Guide de BELGRADE (БЕОГРАД) : Politique et économie

Politique
Structure étatique

La Serbie est une démocratie parlementaire monocamérale composée d'une assemblée nationale, d'un président de la République et d'un gouvernement.

L'Assemblée nationale est composée de 250 parlementaires élus au suffrage direct. Pour être représenté, un parti politique doit obtenir 5% des voix mais cela ne vaut pas pour les partis représentant des minorités nationales. Afin de pouvoir présenter des listes aux élections, les divers partis politiques serbes doivent fournir une liste de 10 000 signatures. L'Assemblée nationale contrôle avec le Gouvernement et le Premier ministre les institutions de la province autonome de Voïvodine. Elle détient le pouvoir constituant et le pouvoir législatif.

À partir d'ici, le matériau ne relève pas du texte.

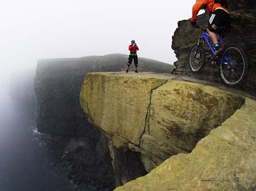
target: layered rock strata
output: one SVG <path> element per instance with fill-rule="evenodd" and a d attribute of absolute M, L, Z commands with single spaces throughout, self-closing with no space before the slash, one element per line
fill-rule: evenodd
<path fill-rule="evenodd" d="M 81 90 L 89 121 L 117 149 L 138 152 L 147 172 L 171 156 L 191 152 L 244 101 L 239 94 L 172 78 L 89 73 Z"/>
<path fill-rule="evenodd" d="M 115 190 L 255 190 L 256 114 L 256 101 L 245 98 L 242 107 L 191 153 L 172 156 Z"/>
<path fill-rule="evenodd" d="M 79 105 L 84 76 L 92 71 L 125 71 L 127 58 L 112 54 L 39 60 L 35 79 L 38 130 L 68 136 L 94 136 L 96 130 L 87 121 Z M 173 68 L 166 63 L 139 58 L 141 71 L 171 72 Z"/>

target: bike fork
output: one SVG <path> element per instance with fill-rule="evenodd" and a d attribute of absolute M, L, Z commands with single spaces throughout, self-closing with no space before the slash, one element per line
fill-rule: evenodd
<path fill-rule="evenodd" d="M 200 42 L 201 42 L 201 40 L 203 39 L 203 38 L 200 38 L 198 39 L 198 42 L 197 42 L 197 48 L 196 49 L 196 51 L 195 52 L 195 54 L 194 54 L 194 58 L 196 58 L 196 56 L 197 56 L 197 50 L 198 50 L 198 47 L 199 46 L 199 44 L 200 44 Z M 203 47 L 203 45 L 204 44 L 204 41 L 203 41 L 202 44 L 202 46 Z"/>

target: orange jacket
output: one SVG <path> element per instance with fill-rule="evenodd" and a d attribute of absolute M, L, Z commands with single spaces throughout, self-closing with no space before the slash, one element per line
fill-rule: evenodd
<path fill-rule="evenodd" d="M 195 22 L 197 15 L 201 9 L 206 9 L 206 12 L 212 15 L 216 9 L 221 9 L 229 13 L 227 9 L 221 6 L 220 3 L 215 3 L 214 0 L 198 0 L 193 6 L 191 21 Z"/>

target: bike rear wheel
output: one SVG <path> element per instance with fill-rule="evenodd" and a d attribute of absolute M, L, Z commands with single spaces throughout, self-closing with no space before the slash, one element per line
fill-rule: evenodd
<path fill-rule="evenodd" d="M 223 82 L 229 86 L 240 85 L 246 79 L 248 63 L 243 50 L 235 44 L 227 46 L 221 61 L 228 65 L 221 64 L 221 76 Z"/>
<path fill-rule="evenodd" d="M 189 53 L 188 65 L 194 72 L 200 71 L 205 63 L 205 51 L 202 45 L 195 45 Z"/>

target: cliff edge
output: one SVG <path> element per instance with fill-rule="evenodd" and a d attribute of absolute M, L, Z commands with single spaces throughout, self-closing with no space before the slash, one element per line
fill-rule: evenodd
<path fill-rule="evenodd" d="M 224 44 L 236 44 L 244 50 L 249 65 L 247 81 L 239 89 L 256 96 L 256 1 L 254 0 L 229 0 L 229 9 L 232 24 L 225 35 Z M 197 17 L 197 23 L 201 27 L 207 27 L 209 17 L 204 14 Z M 196 79 L 221 83 L 218 68 L 212 66 L 209 50 L 205 45 L 206 53 L 206 64 L 199 73 L 191 71 L 188 66 L 188 55 L 191 49 L 198 42 L 202 31 L 191 26 L 190 19 L 181 21 L 172 38 L 172 48 L 178 61 L 175 73 Z"/>
<path fill-rule="evenodd" d="M 212 176 L 239 177 L 240 188 L 255 186 L 248 173 L 256 168 L 256 102 L 243 94 L 170 75 L 96 73 L 85 76 L 80 103 L 110 139 L 111 153 L 116 148 L 136 152 L 149 172 L 121 189 L 210 188 L 217 185 L 201 179 Z"/>

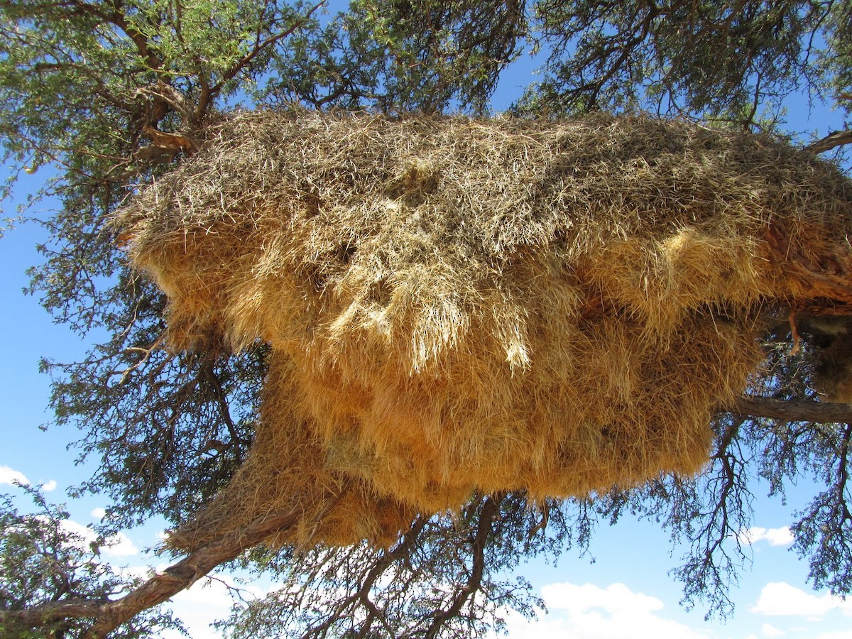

Le Président de la République représente l'unité de l'Etat. Il est élu au suffrage universel direct pour cinq ans. Il dispose de pouvoirs exceptionnels en cas d'état d'urgence et peut dissoudre l'Assemblée nationale. Les dernières élections présidentielles, le 2 avril 2017, ont vu l'élection dès le premier tour de celui qui était Premier ministre depuis trois ans, le candidat du Parti progressiste serbe (SNS), Aleksandar Vučić.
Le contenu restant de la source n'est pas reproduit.